American economist, legal scholar, and professor

Neil Harold Buchanan is an American economist, legal scholar, and professor. He is currently a Senior Research Fellow at Institute for Austrian and International Tax Law (Vienna University of Business and Economics), specializing in tax policy and tax law, and a professor emeritus at University of Florida Levin College of Law.

==Early life==
Buchanan was born on April 20, 1959, in Hartford, Connecticut, United States. He received his A.B. in Economics from Vassar College in 1981. He then received his PhD in Economics and his A.M. in Economics from Harvard, where he also spent time teaching undergraduate courses and working at think-tanks.

==Career==
After starting his career as an economics professor, Buchanan changed directions and received his J.D. from University of Michigan's Law School in 2002. Then in 2017, he received his second Ph.D. in Laws with a specialization in public policy from Monash University in Melbourne. From 2002 to 2003, Buchanan was a judicial clerk for the United States Court of Appeals for the Tenth Circuit in the chambers of Judge Robert H. Henry in Oklahoma City.

Buchanan's research focuses on the long-term tax and spending patterns of the federal government. Buchanan and his co-author, Michael C. Dorf of Cornell Law School, do research on the U.S. debt ceiling, especially its constitutional implications, and the 12th Amendment regarding the 2024 US Presidential Election.

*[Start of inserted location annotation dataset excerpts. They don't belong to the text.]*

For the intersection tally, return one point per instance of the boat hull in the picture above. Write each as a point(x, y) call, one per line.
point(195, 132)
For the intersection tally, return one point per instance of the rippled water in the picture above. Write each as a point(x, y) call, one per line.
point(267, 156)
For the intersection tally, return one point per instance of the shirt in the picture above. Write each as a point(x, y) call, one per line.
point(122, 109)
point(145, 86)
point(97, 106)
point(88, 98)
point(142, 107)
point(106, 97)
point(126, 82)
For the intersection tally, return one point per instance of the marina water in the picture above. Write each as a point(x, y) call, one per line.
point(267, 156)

Buchanan has been a full-time faculty member in the Economics departments of Wellesley College, Goucher College, and the University of Wisconsin at Milwaukee. He has been a visiting or adjunct professor at the University of Utah, the University of California at Berkeley, Towson University, Bard College, and Barnard College. He served on the faculty at Rutgers University Law School, and was a visiting professor at New York University School of Law and a visiting scholar at Cornell Law School. Buchanan taught at The University of Florida Levin College of Law, specializing in tax policy and tax law, until late 2023, when he moved to Toronto. According to reporting by the New York Times, the "final straw" that caused Buchanan to leave the University of Florida Levin College of Law for Toronto was policies initiated by Florida Governor Ron DeSantis creating "a review process for tenured faculty, which he viewed as the end of academic freedom."